Tous les financiers opérant sur les marchés connaissent George Soros. Non seulement il est un gérant qui décide depuis un demi-siècle, mais il a fait fortune en partant de rien grâce à son fonds ‘Quantum’, qui sert désormais ses œuvres philanthropiques notamment vers les ex-pays de l’Est. Il est de plus un acteur qui réfléchit et qui cherche à théoriser sa propre démarche, ce qui est rarissime dans cet univers de matheux quasi-illettrés qui ne voient les autres que comme des « prix » au travers d’écrans et de modèles semblables à des jeux vidéo. Soros n’en est pas à son premier livre et ‘L’alchimie de la finance’, paru il y a dix ans, avait déjà détaillé sa théorie de la « réflexivité ». Dans ce petit livre de circonstance, Soros rassemble une chronologie de la crise actuelle jusqu’au printemps 2008, un rappel théorique de la réflexivité, et son application directe aux marchés financiers. Joindre la théorie à la pratique n’est pas si courant et assez séduisant, bien que l’ouvrage apparaisse comme un patchwork un peu décousu.
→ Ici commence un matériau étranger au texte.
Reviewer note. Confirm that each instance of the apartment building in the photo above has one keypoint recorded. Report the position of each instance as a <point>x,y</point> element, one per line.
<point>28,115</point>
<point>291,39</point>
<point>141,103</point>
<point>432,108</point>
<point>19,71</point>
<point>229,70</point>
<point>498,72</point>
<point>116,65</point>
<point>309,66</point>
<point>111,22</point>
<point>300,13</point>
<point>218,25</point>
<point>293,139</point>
Le postulat de l’auteur commence avec sa première phrase : « Nous sommes au cœur de la plus grave crise financière qui se soit produite depuis les années 1930. » Elle marque la fin de la suprématie du dollar, la fin du crédit facile, la fin du laisser-faire de ce qu’il appelle « le fondamentalisme de marché ». L’engrenage débute avec 31 mois consécutifs de taux d’intérêts réels négatifs (taux de la Fed moins inflation) ; il se poursuit avec la bulle des actifs immobiliers ; ce qui a engendré le crédit facile aux remboursements gagés sur la hausse, jusqu’aux prêts « ninja » (no income, no job, no assets – ni revenu, ni emploi, ni actifs en garantie) ; ces crédits ont été titrisés puis disséminés dans tous les établissements grâce à des produits dérivés (CDO, collateralized debt obligations) qui mêlent le bon risque et le mauvais ; lesdits crédits étant évalués par des agences de notation dont le laxisme théorique a fait qu’il y a plus de crédit noté triple-A que d’actifs réels triple-A ; à ces montages se sont ajoutés les contrats bilatéraux sur mesure d’échanges de risques entre banques via les CDS (credit default swap) ; puis les hedge funds ont joué du levier sans fonds propres sur tout cela (dépôt de 1,5% du montant acheté pour les CDO et CDS contre 10% pour les obligations ordinaires). Tout cela s’est écroulé en dominos, les mauvais crédits entraînant une baisse du marché immobilier réel, donc des produits titrisés vendus, donc des hedge funds qui doivent renverser leurs positions en prenant des pertes, donc des banques qui ont acheté leurs titres, qui ne prêtent plus à l’économie réelle, ce qui entraîne baisse de l’investissement, de la consommation, chômage, délocalisations, etc.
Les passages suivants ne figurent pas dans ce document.